La vestimenta de los transeúntes también merece ser registrada. La bandera nacional se convirtió en un puntal de percha que las damas más ricas llevan como un pañuelo, un bufanda tropical. Los hombres suelen llevar la misma pieza como si fuera una capa de superhéroe, y hay quien improvisa una capucha cuando llueve. El lábaro enmarca al bárbaro estriado.
¡Qué espectáculo tan desconcertante! Cuando ves los puntos amarillo verdosos en la televisión, la escena parece sacada de una de esas películas de zombis. Los tipos que se mueven en la pantalla, implorando la intercesión de la brutalidad, parecen muertos vivientes políticos adornados con la bandera nacional y armados con teléfonos celulares. Desheredados por la extinta dictadura militar, transitan en un limbo entre la tiranía desaparecida y el orden democrático en formación. No supieron desprenderse de lo que la historia ya ha tratado de enterrar y no son sensibles a lo que la nación actual intenta construir.
Con aires de comedia, lo que se ha desarrollado es una tragedia. Sería un error burlarse de la situación. Un día de estos, en Nueva York, al ser acosado por alguien que lo perseguía por la acera con un celular diciéndole frases de muertos vivientes políticos, el ministro del Supremo Tribunal Federal (STF) Luís Roberto Barroso volvió la cara hacia atrás, sin disminuir la velocidad, y disparó: “Perdiste, tonto.
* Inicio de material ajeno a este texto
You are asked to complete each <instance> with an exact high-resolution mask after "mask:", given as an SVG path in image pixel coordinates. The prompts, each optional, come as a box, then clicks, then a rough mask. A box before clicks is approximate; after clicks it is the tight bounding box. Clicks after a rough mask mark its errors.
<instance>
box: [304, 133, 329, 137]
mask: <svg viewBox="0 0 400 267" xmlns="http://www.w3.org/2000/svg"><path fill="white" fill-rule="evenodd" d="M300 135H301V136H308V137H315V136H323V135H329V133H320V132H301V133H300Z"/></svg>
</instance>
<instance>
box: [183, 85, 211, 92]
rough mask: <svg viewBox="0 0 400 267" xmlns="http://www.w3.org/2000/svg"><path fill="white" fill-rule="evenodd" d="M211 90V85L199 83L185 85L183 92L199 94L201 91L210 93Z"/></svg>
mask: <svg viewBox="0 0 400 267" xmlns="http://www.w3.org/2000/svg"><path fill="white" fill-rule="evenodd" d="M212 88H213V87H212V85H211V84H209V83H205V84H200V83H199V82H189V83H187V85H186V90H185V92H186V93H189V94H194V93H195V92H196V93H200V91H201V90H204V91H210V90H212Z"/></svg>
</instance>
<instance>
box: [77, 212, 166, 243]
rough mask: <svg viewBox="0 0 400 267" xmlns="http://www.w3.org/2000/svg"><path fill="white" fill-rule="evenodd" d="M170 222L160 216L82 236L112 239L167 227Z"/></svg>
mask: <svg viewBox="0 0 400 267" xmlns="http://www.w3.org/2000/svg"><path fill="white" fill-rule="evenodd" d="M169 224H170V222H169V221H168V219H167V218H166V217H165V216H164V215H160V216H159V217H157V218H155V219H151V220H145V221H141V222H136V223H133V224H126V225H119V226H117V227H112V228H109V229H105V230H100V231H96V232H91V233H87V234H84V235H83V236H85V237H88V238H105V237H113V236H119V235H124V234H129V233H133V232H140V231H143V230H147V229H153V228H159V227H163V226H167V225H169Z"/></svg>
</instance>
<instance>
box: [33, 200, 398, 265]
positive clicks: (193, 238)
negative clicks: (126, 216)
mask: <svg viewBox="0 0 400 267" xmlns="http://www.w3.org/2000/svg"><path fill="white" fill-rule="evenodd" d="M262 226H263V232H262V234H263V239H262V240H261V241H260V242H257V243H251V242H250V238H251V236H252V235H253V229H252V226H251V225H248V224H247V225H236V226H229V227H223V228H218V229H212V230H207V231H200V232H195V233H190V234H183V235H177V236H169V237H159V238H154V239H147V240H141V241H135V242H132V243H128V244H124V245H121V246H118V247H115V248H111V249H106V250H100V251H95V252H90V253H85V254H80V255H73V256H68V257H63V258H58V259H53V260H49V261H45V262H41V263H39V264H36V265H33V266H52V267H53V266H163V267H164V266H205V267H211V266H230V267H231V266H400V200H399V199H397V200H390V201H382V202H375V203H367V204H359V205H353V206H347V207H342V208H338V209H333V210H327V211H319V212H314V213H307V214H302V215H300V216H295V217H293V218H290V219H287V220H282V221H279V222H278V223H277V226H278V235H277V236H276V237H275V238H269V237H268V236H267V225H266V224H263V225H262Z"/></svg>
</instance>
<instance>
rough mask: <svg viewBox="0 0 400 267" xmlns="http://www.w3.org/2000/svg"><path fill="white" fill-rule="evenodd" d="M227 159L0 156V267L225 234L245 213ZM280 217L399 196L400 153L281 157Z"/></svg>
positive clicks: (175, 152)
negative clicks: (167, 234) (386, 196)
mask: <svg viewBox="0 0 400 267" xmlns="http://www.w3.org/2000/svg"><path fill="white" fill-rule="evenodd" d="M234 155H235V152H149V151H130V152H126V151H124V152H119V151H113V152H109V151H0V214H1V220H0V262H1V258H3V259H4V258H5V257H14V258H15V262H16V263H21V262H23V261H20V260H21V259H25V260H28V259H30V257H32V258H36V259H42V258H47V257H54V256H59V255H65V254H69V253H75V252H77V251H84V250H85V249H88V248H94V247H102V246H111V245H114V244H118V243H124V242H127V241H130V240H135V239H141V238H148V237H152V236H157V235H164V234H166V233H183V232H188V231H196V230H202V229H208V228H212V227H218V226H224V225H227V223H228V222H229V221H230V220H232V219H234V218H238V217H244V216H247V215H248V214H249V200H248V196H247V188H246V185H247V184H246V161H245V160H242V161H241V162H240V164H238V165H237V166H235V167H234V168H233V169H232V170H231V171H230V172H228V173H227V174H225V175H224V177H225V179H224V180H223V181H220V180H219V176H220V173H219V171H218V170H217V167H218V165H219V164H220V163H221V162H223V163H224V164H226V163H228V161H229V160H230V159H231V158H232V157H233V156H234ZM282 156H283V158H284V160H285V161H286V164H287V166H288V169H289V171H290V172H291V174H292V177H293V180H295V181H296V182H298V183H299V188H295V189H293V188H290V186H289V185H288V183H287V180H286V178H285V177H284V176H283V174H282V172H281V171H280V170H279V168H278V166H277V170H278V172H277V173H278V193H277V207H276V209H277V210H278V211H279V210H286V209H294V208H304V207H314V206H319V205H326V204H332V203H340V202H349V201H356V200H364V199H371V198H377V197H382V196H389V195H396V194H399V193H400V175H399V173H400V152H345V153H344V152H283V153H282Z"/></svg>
No bromees”. La diatriba del magistrado suena sardónica, pero el callejón sin salida es serio. Las fuerzas que buscan hacer retroceder la rueda de la historia nacional no están de paseo. Por un pelo, no ganaron las elecciones. Sus actuaciones son cursis, su estética es tonta y su discurso infantil, pero nunca, desde la redemocratización, habían estado tan organizados y tan decididos como ahora.
Las pequeñas multitudes con camisas amarillas que ahora acampan en las cercanías de la soldadesca tienen su elemento de burla, pero lo que expresan es más profundo y amenazante. Los estafadores que secuestraron y destruyeron los colores patrios todavía tendrán mucho trabajo. Las instituciones se preparan.
*Eugenio Bucci Es profesor de la Facultad de Comunicación y Artes de la USP. Autor, entre otros libros, de La superindustria de lo imaginario (auténtico).
Publicado originalmente en el diario El Estado de S. Pablo.